With Ghana, the logic is often inverted. The moment a player excels in Europe, the national team implicitly asks: can you do more for us?
More running. More improvisation.
More magic. More responsibility.
Create something from nothing.
Carry the ball longer. Drop deeper.
That's not empowerment. That's structural abdication — the system transferring its own failures downward onto individual talent.
Club Football Is Repetition. International Football Is Compression.
Club football rewards repetition, muscle memory, coordinated pressing, and automated movement. Players train together every day. Systems are refined over months and years. International football compresses everything — limited training sessions, rotating squads, tactical ambiguity, emotional pressure.
Elite national teams solve this by simplifying roles, not expanding them. Ghana often does the opposite. The result: individual players are stretched across functions they should never have to cover, and the team is slower, more exposed, and less coherent than the sum of its talent.
The "Give It to Kudus" Game Plan Is Not Strategy. It's Desperation.
When Ghana struggles, the game plan quietly shifts toward the familiar: give it to Kudus. This is not strategy. It is desperation masquerading as belief. And it makes him look worse — not better.
- Teammates who occupy defenders
- Midfielders who time their runs
- Fullbacks who create width
- Goalkeeper who distributes cleanly
- Space and transition lanes open
- Spacing collapses around him
- Defenders load up and crowd him
- Transition lanes disappear
- Forced into low-percentage actions
- The player looks worse. The system is the problem.
African Players Don't Succeed in Europe Because They're "Free." They Succeed Because Their Role Is Clear.

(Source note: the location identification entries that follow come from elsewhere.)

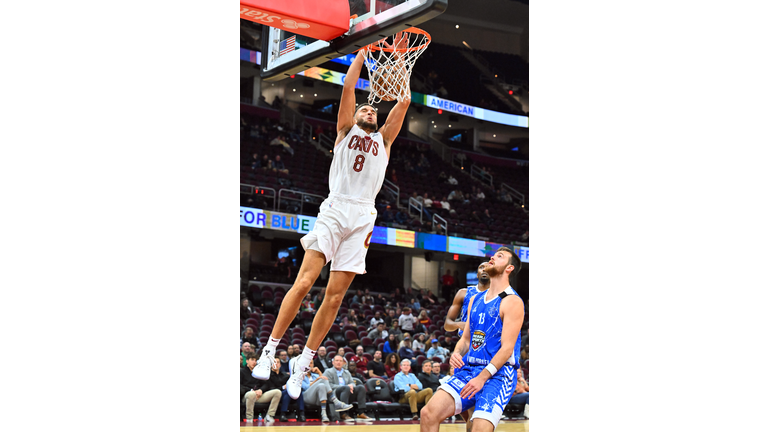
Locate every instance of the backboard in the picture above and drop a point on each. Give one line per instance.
(285, 53)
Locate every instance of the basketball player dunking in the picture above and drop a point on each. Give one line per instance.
(344, 225)
(459, 309)
(487, 356)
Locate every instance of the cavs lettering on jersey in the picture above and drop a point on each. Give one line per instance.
(471, 292)
(359, 165)
(485, 330)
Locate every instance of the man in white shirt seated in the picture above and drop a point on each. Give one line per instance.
(415, 392)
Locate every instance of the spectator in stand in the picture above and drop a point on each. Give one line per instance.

There is a persistent myth that African players succeed in Europe because they are finally "allowed to express themselves." The opposite is closer to the truth. They succeed because their decision space is narrowed, their responsibilities are clear, their risks are managed, and their strengths are protected.
European systems reduce chaos so talent can surface. Ghana often amplifies chaos and hopes talent will survive it. That's backwards.
What Kudus Cannot Fix — and Shouldn't Have to
Kudus cannot fix midfield spacing. He cannot control game tempo from the wing. He cannot compensate for poor transition structure or rescue defensive shape from the final third. And he shouldn't have to.
When Ghana plays well — genuinely well, not just occasionally threatening — it is never because one player dominates. It is because the goalkeeper releases cleanly, the midfield delays intelligently, transitions are timed, and roles are respected. That is when talent compounds instead of compensating.
Governance, Not Ability, Is the Difference
Ghanaian players succeed in Europe because governance exists, systems are stable, roles are protected, and individuals are not asked to carry institutional failure on their backs. They struggle with Ghana because the national team too often lacks a fixed identity, improvises under pressure, and transfers responsibility downward to players when structure breaks down.
Talent cannot fix that. No amount of individual brilliance compensates for the absence of a system that knows what it is trying to do — and prepares accordingly.
Mohammed Kudus is not the problem. He is the proof.
Proof that Ghana produces elite footballers. Proof that talent is not the bottleneck.
Until Ghana stops asking individuals to compensate for systemic gaps — until it designs football the way elite teams do — its best players will continue to look better in Europe than at home.
Not because they are different players.
But because they are placed inside different systems.
And football, at this level, always tells you the same thing: talent expresses itself where structure allows it to breathe.
Walter Kwami writes from a practitioner's perspective on systems, governance, and the structures that determine outcomes — in technology and in football alike.